In unserem Newsletter für digitale Barrierefreiheit sind Leute teilweise 1,5 Jahre drin gewesen, bis sie bei uns gekauft haben. Und teilweise haben wir mit dem Launch neuer E-Learnings mit einem Newsletter 2 – 3 000 € verdient.
Ein Newsletter sorgt also dafür, dass du potenzielle Interessenten auch langfristig an dich bindest und sie nicht noch mal „von Neuem“ auf dich aufmerksam machen musst. Über die Masse sorgt das dafür, dass deine Kosten für Leads ziemlich sinken werden.
Um noch mehr Leute in deinen Newsletter zu bekommen, kannst du einen Lead-Magneten erstellen. Das ist etwas, was du den Kunden anbietest im Gegensatz zur Anmeldung. Wir hatten knapp 2 Jahre den »Plan zur Barrierefreiheit« als Lead-Magnet, der uns über 4000 Anmeldungen gebracht hat. Aber auch hier mal wieder: Alles über das Thema Lead-Magnet findest du hier: Lead-Magnet: So überzeugst du Menschen bei dir zu kaufen!

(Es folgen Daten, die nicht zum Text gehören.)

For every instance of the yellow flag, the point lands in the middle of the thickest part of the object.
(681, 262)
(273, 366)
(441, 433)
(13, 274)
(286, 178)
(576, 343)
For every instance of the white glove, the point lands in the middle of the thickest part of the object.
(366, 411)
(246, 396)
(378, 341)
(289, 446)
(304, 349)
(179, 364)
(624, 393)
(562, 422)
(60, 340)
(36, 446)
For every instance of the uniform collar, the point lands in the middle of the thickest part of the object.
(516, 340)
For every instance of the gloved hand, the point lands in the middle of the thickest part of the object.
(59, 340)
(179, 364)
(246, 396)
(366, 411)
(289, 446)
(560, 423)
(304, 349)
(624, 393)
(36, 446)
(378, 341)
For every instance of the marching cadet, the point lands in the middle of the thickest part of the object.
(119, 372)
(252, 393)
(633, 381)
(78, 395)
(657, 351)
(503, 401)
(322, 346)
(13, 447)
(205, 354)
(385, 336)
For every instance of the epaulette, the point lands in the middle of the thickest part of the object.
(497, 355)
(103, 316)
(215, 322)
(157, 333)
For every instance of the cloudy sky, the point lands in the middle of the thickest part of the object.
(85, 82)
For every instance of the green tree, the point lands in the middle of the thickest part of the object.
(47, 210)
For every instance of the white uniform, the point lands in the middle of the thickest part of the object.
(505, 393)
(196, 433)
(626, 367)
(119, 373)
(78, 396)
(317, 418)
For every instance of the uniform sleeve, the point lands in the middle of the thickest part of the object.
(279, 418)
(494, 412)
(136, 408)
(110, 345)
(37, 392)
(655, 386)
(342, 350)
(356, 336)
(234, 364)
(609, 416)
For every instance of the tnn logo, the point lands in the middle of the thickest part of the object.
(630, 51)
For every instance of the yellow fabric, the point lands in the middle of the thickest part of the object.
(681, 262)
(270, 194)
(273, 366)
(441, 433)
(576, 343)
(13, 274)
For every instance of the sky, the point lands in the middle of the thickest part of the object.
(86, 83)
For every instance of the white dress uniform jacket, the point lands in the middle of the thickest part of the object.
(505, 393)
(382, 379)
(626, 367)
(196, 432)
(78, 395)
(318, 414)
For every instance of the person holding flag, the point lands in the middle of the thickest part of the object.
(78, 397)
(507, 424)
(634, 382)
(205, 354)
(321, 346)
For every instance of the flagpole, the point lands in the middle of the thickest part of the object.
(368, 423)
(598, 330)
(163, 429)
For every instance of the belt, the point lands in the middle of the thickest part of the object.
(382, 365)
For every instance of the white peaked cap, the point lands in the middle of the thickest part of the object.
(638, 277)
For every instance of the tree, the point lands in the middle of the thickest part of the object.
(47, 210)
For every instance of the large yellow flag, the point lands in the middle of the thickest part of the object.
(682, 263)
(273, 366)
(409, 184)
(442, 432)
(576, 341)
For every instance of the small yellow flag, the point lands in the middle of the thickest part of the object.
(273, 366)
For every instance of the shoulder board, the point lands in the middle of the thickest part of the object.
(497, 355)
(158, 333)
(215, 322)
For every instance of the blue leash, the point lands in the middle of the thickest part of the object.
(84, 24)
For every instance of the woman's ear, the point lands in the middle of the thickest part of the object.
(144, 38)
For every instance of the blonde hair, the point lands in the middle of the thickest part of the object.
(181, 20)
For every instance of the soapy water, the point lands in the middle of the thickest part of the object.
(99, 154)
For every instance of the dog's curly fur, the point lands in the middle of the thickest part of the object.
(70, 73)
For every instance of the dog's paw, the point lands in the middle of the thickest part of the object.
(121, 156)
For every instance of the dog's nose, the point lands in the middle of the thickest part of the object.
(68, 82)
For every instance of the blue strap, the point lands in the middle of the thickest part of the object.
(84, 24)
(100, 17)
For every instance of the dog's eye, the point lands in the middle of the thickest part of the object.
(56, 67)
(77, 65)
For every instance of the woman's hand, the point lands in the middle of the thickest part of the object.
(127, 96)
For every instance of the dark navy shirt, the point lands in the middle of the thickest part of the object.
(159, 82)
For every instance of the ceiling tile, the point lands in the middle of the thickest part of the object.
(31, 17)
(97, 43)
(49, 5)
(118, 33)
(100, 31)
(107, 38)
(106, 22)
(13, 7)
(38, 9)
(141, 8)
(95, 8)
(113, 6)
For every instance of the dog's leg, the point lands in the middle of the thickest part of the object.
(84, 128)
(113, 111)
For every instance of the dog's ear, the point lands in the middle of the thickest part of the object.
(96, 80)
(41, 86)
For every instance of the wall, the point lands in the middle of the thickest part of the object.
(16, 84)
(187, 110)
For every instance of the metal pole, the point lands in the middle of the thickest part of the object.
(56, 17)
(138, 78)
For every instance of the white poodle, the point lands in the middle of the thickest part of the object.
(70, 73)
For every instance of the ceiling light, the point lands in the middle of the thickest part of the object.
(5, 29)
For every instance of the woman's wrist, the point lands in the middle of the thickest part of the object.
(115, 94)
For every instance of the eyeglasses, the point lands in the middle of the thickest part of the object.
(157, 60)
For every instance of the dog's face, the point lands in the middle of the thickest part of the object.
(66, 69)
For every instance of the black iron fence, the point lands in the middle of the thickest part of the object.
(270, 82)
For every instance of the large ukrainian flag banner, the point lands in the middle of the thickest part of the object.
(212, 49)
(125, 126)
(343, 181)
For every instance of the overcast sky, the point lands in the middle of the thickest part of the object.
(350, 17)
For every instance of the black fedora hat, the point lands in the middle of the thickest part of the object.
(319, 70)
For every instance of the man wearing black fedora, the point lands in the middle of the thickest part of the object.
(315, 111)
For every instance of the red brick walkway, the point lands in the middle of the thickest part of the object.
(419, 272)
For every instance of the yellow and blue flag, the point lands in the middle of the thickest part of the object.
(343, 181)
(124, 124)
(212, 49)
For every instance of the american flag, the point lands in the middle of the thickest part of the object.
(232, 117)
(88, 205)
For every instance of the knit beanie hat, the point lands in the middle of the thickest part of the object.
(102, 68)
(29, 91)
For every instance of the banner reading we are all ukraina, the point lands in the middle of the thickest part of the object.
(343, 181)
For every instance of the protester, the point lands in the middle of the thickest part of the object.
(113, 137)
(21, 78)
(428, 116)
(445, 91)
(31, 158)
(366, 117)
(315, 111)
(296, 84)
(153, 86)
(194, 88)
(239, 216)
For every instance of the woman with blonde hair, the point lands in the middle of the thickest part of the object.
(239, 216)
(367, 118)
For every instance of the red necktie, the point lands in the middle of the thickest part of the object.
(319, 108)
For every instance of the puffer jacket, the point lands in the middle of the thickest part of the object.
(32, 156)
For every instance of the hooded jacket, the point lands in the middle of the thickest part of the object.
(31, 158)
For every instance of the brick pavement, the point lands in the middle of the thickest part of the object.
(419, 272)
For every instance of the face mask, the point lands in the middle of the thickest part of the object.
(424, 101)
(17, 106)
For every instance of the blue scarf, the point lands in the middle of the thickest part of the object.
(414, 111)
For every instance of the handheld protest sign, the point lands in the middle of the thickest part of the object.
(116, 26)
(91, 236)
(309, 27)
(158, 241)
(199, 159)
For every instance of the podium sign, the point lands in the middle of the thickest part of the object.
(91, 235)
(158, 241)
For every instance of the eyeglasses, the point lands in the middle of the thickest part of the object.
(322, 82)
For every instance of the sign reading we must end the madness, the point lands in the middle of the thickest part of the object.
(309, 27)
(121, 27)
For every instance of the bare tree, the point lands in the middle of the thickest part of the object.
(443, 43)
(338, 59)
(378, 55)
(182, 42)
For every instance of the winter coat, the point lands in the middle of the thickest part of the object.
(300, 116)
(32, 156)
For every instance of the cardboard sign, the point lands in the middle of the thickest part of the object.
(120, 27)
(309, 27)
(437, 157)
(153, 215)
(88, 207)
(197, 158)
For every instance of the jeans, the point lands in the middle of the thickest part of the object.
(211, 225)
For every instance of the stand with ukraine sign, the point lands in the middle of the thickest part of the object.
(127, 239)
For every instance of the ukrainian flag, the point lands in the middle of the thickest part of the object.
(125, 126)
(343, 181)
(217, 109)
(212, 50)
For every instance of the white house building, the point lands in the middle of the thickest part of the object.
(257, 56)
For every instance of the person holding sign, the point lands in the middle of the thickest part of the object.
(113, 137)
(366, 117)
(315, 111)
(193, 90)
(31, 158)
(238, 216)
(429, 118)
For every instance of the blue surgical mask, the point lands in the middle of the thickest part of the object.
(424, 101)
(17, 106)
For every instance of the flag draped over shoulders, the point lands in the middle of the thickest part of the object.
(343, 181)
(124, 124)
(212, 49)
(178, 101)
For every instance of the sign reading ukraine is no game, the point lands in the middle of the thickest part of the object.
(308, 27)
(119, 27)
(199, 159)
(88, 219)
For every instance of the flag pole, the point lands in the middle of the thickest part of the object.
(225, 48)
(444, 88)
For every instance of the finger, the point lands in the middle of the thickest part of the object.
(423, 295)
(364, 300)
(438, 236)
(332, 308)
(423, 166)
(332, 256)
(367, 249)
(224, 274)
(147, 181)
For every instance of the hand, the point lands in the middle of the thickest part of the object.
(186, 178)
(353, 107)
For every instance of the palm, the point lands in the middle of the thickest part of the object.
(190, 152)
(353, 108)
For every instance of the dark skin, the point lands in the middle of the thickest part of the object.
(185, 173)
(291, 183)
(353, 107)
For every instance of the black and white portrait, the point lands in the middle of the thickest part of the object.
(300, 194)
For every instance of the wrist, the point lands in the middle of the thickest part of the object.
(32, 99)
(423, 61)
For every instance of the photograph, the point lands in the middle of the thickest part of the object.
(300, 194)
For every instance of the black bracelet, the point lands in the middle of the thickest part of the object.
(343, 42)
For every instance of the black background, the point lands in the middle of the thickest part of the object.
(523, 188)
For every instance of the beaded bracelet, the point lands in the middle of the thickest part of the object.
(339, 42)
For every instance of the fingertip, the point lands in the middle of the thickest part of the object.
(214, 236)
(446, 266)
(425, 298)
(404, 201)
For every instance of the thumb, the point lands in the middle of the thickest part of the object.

Schritt 3: Den Kauf abschließen
Der letzte Schritt besteht natürlich darin, dass der Kunde bei dir kauft. Wenn du ein Produkt wie einen Onlinekurs verkaufst, ist dieser Schritt recht einfach: Du musst dem Kunden nur die Möglichkeit zu zahlen geben – fertig!
Wenn du allerdings Workshops, Beratungen oder Sonstiges verkaufst, ist es sehr wahrscheinlich, dass dein Kunde noch mal persönlich mit dir reden will.

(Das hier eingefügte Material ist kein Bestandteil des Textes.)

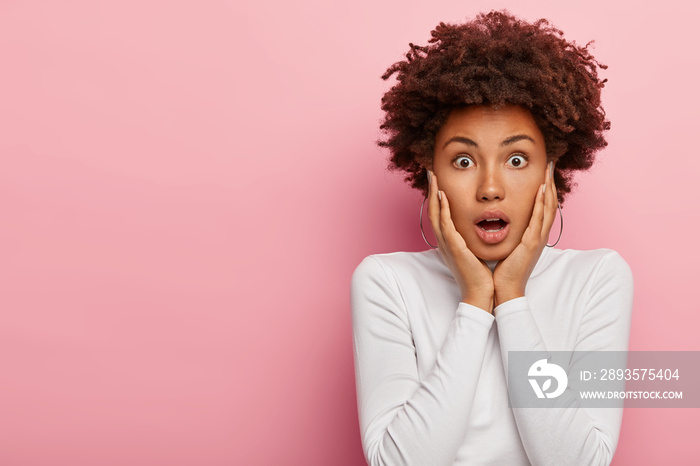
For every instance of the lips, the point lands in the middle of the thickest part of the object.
(492, 226)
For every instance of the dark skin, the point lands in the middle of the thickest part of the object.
(490, 159)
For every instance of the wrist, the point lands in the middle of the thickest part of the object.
(482, 300)
(507, 294)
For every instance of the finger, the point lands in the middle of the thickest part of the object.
(452, 239)
(551, 203)
(533, 231)
(434, 207)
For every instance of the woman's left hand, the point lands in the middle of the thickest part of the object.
(511, 274)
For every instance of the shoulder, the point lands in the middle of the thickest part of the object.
(401, 273)
(596, 263)
(397, 264)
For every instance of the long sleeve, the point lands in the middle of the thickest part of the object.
(406, 420)
(571, 434)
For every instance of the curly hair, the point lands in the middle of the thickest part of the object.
(496, 59)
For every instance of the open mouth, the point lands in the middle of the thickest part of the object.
(492, 224)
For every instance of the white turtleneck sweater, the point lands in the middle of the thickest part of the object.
(431, 370)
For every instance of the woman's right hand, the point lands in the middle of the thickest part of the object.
(473, 276)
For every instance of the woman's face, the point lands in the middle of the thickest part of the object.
(490, 163)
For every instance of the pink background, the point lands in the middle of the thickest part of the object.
(186, 188)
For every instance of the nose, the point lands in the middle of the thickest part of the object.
(490, 185)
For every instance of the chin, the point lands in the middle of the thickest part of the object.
(493, 253)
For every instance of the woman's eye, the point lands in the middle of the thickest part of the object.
(517, 161)
(463, 162)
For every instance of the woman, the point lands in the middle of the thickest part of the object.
(489, 121)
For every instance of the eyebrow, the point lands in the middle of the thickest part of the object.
(505, 142)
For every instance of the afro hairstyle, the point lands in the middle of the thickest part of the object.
(495, 59)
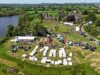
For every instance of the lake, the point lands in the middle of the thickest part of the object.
(5, 22)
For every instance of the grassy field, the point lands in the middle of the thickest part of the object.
(84, 62)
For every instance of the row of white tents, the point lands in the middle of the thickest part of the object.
(53, 53)
(65, 61)
(21, 38)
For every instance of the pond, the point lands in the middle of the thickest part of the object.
(5, 22)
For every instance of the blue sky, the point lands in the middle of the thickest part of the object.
(47, 1)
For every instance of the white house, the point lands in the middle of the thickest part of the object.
(68, 23)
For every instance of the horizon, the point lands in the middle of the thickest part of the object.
(46, 1)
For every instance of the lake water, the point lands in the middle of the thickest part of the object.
(5, 21)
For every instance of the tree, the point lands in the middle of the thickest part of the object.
(10, 30)
(85, 12)
(91, 17)
(98, 22)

Aber auch wenn dein Kunde es selbst nicht unbedingt will, solltest du es auf jeden Fall anbieten. Es ist immer besser, wenn dich der potenzielle Kunde schon mal persönlich erlebt hat. Das steigert die Chance, dass er sich für dich entscheidet, wenn er mehrere Angebote auf dem Tisch liegen hat.
Es ist viel schwerer, zu einer Person „Nein“ zu sagen als zu einem Blatt Papier!

Du solltest also einen Zoom- oder Teams-Call oder eine sonstige Art von Online-Meeting machen, bevor du dein Angebot abschickst.
Ein Online-Meeting hilft dir außerdem dabei, wichtige Fragen zu stellen, die dir helfen, ein besseres Angebot zu schreiben. Wir haben es schon etliche Male erlebt, dass ein Kunde zu wissen glaubt, was für einen Workshop er haben will, bis wir dann miteinander geredet haben.
Du bist der oder die Expert*in in deinem Bereich und du wirst oft besser wissen, was dein Kunde braucht, als er oder sie selbst es weiß. Das hat uns schon oft davor bewahrt, unpassende Workshops zu halten, die nicht gut auf die Bedürfnisse des Teams abgestimmt waren.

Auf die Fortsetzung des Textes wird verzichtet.